Consumers, Small Businesses Win as Senate Passes Swipe Fee Reform, Says NACS

/PRNewswire-USNewswire/ -- The convenience and petroleum retailing industry's nearly decade-long battle to rein in outrageous interchange fees became a reality July 15 as the U.S. Senate voted 60 to 39 in support of the financial reform package known as the Dodd-Frank Bill.

Today's (July 15) vote removes the last hurdle in getting this bill enacted into law, given that President Obama has said that he will sign the legislation once it clears Congress. The House of Representatives passed the legislation on June 30.

Provisions within the package, known as the Durbin Amendment, direct the Federal Reserve to issue rules to ensure that debit card interchange fees, also known as swipe fees, are reasonable and proportional to the processing costs incurred. Visa and MasterCard currently charge debit swipe fees of around 1 percent to 2 percent of the transaction amount -- among the highest rates in the industrialized world.

Swipe fees have been the convenience and petroleum retailing industry's top pain point and second largest expense item -- behind only labor costs -- for a number of years.

"Today's vote demonstrates the value of retailers engaging with their elected officials," said NACS President and CEO Hank Armour. "This is why NACS exists - to help bring together the industry to amplify its voice and make a difference on issues important to all of us. Last year we said that 2010 will be the year that we achieve meaningful interchange reform if we can combine the power of skillful lobbying with dramatic grassroots activity. Through consistent engagement with Congress, combined with massive consumer petition campaigns, we have clearly seen that great things are possible when our industry is engaged."

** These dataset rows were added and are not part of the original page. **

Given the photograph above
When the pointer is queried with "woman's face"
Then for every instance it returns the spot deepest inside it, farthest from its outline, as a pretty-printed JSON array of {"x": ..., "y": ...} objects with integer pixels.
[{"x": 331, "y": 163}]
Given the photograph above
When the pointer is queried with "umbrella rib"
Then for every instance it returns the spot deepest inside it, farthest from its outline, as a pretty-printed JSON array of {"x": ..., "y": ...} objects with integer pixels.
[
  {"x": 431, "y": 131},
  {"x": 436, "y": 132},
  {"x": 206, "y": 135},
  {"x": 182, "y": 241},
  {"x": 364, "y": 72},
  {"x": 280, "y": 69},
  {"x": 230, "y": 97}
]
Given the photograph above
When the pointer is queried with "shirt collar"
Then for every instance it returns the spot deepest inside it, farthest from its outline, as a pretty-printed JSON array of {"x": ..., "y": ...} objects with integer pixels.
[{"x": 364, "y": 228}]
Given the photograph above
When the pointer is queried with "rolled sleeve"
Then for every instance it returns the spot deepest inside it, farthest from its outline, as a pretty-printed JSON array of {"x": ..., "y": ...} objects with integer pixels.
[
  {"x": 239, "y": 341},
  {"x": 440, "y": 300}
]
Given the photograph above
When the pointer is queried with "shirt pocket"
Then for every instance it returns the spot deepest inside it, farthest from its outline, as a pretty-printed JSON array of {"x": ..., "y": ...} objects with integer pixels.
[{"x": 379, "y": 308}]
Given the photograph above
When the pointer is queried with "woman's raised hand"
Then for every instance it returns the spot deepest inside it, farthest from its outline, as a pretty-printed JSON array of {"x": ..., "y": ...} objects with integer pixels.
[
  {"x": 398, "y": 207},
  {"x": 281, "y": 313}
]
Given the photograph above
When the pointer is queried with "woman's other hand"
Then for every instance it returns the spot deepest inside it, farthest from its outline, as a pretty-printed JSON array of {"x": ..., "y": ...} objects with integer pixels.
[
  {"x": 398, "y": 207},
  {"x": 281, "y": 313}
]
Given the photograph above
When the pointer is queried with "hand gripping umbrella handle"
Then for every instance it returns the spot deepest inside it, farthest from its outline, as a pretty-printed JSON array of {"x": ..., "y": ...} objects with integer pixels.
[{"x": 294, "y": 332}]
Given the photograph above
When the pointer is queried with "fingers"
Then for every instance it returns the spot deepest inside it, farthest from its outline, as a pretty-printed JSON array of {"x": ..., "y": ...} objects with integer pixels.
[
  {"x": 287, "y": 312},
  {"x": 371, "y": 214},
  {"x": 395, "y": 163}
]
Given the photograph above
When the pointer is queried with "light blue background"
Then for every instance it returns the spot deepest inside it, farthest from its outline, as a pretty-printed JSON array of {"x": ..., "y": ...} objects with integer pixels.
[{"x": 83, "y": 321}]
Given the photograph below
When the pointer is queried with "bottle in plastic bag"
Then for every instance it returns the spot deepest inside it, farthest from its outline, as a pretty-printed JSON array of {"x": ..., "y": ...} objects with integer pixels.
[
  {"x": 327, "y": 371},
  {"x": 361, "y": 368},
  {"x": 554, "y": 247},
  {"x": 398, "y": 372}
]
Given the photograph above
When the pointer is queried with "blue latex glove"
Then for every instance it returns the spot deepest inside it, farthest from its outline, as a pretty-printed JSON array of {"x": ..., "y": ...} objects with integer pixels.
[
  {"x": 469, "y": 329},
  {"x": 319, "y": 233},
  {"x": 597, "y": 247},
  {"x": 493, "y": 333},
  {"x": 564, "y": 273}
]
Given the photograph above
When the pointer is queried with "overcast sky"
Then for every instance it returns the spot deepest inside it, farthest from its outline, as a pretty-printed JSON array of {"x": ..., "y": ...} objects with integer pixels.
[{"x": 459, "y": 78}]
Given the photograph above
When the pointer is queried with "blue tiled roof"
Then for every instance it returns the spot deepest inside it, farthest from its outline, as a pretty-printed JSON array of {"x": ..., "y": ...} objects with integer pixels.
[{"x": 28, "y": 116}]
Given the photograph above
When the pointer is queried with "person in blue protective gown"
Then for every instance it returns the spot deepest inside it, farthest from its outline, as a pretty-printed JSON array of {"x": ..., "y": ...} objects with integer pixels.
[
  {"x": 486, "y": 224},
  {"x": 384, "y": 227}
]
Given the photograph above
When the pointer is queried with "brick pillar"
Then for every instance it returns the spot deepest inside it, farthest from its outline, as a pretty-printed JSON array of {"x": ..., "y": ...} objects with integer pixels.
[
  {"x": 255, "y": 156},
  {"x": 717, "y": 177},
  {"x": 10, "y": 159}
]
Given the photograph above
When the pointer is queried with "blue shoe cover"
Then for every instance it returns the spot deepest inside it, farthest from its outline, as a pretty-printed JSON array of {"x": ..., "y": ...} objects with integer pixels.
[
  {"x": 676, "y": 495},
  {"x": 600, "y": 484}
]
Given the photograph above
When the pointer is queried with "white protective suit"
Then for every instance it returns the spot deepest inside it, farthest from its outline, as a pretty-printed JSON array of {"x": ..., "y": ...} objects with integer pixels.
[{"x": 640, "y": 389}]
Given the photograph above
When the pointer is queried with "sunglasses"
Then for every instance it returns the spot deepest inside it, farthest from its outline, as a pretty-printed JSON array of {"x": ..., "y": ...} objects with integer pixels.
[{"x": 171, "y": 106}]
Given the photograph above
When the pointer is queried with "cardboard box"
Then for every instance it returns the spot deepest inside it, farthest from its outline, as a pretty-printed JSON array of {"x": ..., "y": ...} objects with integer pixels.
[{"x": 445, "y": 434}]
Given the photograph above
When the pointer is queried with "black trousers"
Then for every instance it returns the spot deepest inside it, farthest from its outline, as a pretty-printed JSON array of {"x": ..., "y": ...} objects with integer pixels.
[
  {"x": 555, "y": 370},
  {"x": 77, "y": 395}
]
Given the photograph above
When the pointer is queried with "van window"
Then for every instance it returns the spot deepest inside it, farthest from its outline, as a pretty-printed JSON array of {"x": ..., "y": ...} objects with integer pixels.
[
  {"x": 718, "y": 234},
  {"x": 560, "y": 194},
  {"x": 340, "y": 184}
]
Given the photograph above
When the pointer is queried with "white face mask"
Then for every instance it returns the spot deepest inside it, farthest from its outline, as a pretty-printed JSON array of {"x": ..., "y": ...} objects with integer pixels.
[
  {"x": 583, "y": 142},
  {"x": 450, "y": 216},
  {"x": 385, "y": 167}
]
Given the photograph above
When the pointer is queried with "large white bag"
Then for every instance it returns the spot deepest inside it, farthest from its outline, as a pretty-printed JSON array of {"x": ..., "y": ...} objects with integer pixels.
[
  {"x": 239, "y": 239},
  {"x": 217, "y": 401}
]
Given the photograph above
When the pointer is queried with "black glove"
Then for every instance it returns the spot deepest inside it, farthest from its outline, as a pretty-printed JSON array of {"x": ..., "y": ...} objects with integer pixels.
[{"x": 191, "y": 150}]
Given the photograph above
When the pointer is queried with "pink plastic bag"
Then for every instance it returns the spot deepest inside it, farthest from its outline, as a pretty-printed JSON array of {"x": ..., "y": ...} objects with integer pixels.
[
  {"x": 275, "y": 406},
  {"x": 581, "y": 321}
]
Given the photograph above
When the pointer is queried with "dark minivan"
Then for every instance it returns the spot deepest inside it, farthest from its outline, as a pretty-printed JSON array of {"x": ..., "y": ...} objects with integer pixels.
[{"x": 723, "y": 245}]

The vote to pass the financial reform package followed intense lobbying by the banking industry in opposition to the Durbin Amendment.

"From the phone calls and letters that flooded congressional offices in support of this legislation to the record-setting 5.4 million customer signatures that our industry collected demanding reform, we have made our voices heard and Congress has listened," added Armour.

"This victory shows what we can accomplish as an industry working together," said NACS Chairman Jay Ricker, chairman of Anderson, Ind.-based Ricker Oil Co. "The power of grassroots advocacy is immense, and the possibilities are endless when we fight for what is right."

The legislation includes a provision directing the Federal Reserve to issue rules preventing card networks from requiring that their debit cards can only be used on one debit card network -- ensuring that retailers will have the choice of at least two networks upon which to run debit transactions. In addition, the amendment would allow merchants to choose to decline credit cards for small dollar purchases because swipe fees often exceed profits on such sales. The amendment also clarifies that retailers can offer discounts to consumers who choose to pay with cash, check or debit card.

"At its core, this legislation simply introduces competition to a market that has not had any," said NACS Vice Chairman of Government Relations Tom Robinson, president of Santa Clara, Calif.-based Robinson Oil Corp. "Both consumers and retailers will see benefits as debit card fees will be aligned more closely with the cost of checks, as opposed to credit cards."

Founded in 1961 as the National Association of Convenience Stores, NACS is the international association for convenience and petroleum retailing, representing more than 2,100 retail and 1,500 supplier member companies. The U.S. convenience store industry, with nearly 145,000 stores across the country, posted $511 billion in total sales in 2009, with $328 billion in motor fuels sales.